Message Group Limitations (how many simulataneous groups are supported?)

classic Classic list List threaded Threaded
5 messages Options
Reply | Threaded
Open this post in threaded view
|

Message Group Limitations (how many simulataneous groups are supported?)

derek_mlist

Hello,

We are investigating using message groups as a technique to insure "in order" processing of various IDs.   In the past (2010), I have found posts mentioning that more than 1024 message groups will trigger an overflow for the default implementations.    http://scott.cranton.com/2010/09/activemq-message-groups.html 

I can't find anything specific that is newer on the topic except "there could be a massive number of individual message groups we use hash buckets rather than the actual JMSXGroupID string."     The word "massive" is ambiguous and relative.   Say we are using social security numbers as our IDs and have millions of customers.     Is 2 million records going to be supportable by default?

I also understand hashmaps pretty well.   I don't understand what is meant by using "hash buckets" rather than the JMSXGroupID string.     In a usual hashmap implementation a bucket would store a certain number of hashed keys.    What does it matter if the key is stored or a hashed key is stored, and what is the relation to the bucket?  

Thanks in advance.

Derek
Reply | Threaded
Open this post in threaded view
|

Re: Message Group Limitations (how many simulataneous groups are supported?)

paulgale
The default limit is indeed 1024 message groups per destination.

However you increase that by adding the following configuration to your
broker's activemq.xml:

<destinationPolicy>
  <policyMap>
    <policyEntries>
      <policyEntry queue=">">
        <messageGroupMapFactory>
           <cachedMessageGroupMessageFactory cacheSize="2048"/>
        </messageGroupMapFactory>
      </policyEntry>
    </policyEntries>
  </policyMap>
</destinationPolicy>

In addition to cachedMessageGroupMessageFactory (default) there's also the
messageGroupHashBucketFactory and simpleMessageGroupMapFactory factories.
Just dig through the source code.
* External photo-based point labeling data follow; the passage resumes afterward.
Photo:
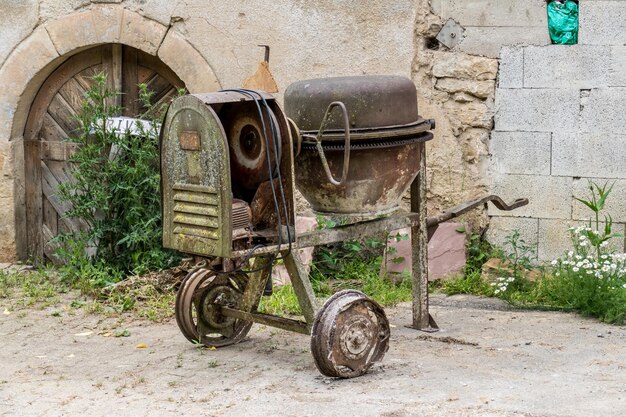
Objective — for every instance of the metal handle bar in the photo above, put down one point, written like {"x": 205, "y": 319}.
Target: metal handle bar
{"x": 346, "y": 151}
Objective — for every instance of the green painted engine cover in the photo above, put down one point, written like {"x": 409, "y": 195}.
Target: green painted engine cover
{"x": 195, "y": 180}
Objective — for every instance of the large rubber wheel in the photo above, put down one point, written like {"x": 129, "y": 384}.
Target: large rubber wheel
{"x": 198, "y": 308}
{"x": 350, "y": 333}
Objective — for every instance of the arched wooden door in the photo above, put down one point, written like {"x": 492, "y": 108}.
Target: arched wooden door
{"x": 52, "y": 121}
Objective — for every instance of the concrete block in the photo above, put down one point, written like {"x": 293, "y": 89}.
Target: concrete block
{"x": 182, "y": 58}
{"x": 450, "y": 65}
{"x": 487, "y": 41}
{"x": 520, "y": 13}
{"x": 618, "y": 66}
{"x": 511, "y": 71}
{"x": 549, "y": 197}
{"x": 554, "y": 239}
{"x": 446, "y": 253}
{"x": 604, "y": 111}
{"x": 567, "y": 66}
{"x": 520, "y": 153}
{"x": 615, "y": 204}
{"x": 589, "y": 155}
{"x": 537, "y": 110}
{"x": 501, "y": 227}
{"x": 602, "y": 22}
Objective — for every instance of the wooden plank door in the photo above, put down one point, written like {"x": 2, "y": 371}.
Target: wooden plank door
{"x": 52, "y": 121}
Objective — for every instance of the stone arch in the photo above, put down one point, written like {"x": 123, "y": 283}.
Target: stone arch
{"x": 39, "y": 55}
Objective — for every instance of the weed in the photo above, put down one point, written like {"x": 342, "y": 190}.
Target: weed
{"x": 470, "y": 283}
{"x": 283, "y": 301}
{"x": 590, "y": 279}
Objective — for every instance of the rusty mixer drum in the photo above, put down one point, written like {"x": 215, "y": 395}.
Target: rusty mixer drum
{"x": 386, "y": 136}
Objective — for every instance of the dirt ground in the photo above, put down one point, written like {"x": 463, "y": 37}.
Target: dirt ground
{"x": 487, "y": 361}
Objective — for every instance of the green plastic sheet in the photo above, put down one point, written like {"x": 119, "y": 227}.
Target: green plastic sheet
{"x": 563, "y": 22}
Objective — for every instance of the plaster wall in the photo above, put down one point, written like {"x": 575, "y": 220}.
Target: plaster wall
{"x": 208, "y": 44}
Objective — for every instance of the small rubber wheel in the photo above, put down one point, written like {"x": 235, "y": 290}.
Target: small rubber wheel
{"x": 350, "y": 333}
{"x": 198, "y": 308}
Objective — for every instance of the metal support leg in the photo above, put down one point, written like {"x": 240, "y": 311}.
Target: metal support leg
{"x": 301, "y": 285}
{"x": 419, "y": 246}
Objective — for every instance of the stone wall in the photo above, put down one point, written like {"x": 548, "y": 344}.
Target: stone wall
{"x": 535, "y": 151}
{"x": 560, "y": 118}
{"x": 457, "y": 88}
{"x": 200, "y": 41}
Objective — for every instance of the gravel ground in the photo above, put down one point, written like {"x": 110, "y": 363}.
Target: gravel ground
{"x": 487, "y": 360}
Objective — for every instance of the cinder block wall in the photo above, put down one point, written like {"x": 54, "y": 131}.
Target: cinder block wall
{"x": 560, "y": 121}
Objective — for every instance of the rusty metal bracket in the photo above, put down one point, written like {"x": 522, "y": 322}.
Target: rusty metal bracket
{"x": 266, "y": 58}
{"x": 465, "y": 207}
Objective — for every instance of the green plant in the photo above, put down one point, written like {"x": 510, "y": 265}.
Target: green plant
{"x": 590, "y": 279}
{"x": 114, "y": 193}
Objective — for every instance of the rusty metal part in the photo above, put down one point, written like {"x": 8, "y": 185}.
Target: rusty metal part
{"x": 350, "y": 333}
{"x": 367, "y": 134}
{"x": 422, "y": 319}
{"x": 346, "y": 146}
{"x": 266, "y": 57}
{"x": 196, "y": 182}
{"x": 392, "y": 222}
{"x": 249, "y": 147}
{"x": 199, "y": 303}
{"x": 296, "y": 137}
{"x": 470, "y": 205}
{"x": 268, "y": 320}
{"x": 373, "y": 101}
{"x": 242, "y": 215}
{"x": 380, "y": 174}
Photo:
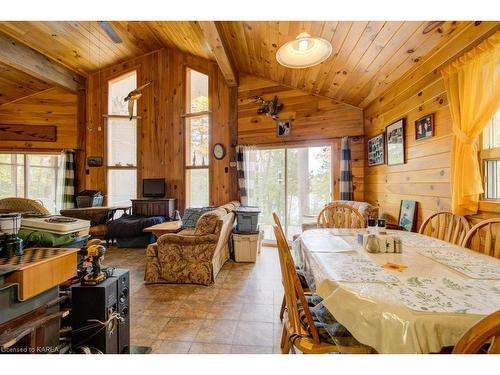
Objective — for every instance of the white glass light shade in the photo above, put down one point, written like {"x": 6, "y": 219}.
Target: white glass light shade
{"x": 304, "y": 52}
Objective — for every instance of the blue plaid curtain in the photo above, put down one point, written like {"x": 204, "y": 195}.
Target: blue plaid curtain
{"x": 346, "y": 193}
{"x": 246, "y": 171}
{"x": 68, "y": 198}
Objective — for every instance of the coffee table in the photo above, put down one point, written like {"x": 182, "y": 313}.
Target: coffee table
{"x": 164, "y": 228}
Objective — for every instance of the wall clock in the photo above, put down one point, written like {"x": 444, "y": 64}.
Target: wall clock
{"x": 219, "y": 151}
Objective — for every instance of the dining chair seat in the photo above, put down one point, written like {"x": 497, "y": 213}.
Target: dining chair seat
{"x": 329, "y": 329}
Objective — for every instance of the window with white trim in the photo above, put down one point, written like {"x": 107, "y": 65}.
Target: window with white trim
{"x": 33, "y": 176}
{"x": 197, "y": 130}
{"x": 121, "y": 142}
{"x": 490, "y": 158}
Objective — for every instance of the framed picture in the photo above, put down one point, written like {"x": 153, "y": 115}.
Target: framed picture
{"x": 376, "y": 150}
{"x": 395, "y": 134}
{"x": 424, "y": 127}
{"x": 283, "y": 128}
{"x": 408, "y": 215}
{"x": 94, "y": 161}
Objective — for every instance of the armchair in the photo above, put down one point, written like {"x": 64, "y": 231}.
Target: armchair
{"x": 191, "y": 258}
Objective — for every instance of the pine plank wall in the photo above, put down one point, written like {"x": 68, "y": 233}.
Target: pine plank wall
{"x": 425, "y": 177}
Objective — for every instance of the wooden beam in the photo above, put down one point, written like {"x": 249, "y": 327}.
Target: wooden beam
{"x": 214, "y": 40}
{"x": 34, "y": 63}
They're all in the
org.apache.activemq.broker.region.group package.

However, it's not advisable to simply increase the cache size to allow for
millions of entries, not least because there's no real way of knowing the
upper limit of how many you'll need.

Therefore you're better off calculating a poor man's hash of the underlying
value mod 1024 to calculate the group id. With such a large many-to-one
mapping many values will map to the same group id. However, that doesn't
matter. As long as the hash of the value is the same each time it's taken
that's all that matters. The groups are only needed to divide the work up
amongst your consumers. Exactly how many values map to each group id is
irrelevant.

Example: an input value of 111-22-1234 might hash to 0xabcd1234. Use that
hash value to calculate the group id:

0xabcd1234 % 1024 = group id

The only thing one has to watch for is ensuring that the distribution of
hash values to group id is uniform. Otherwise you'll end up with consumers
handling much more workload than their fair share.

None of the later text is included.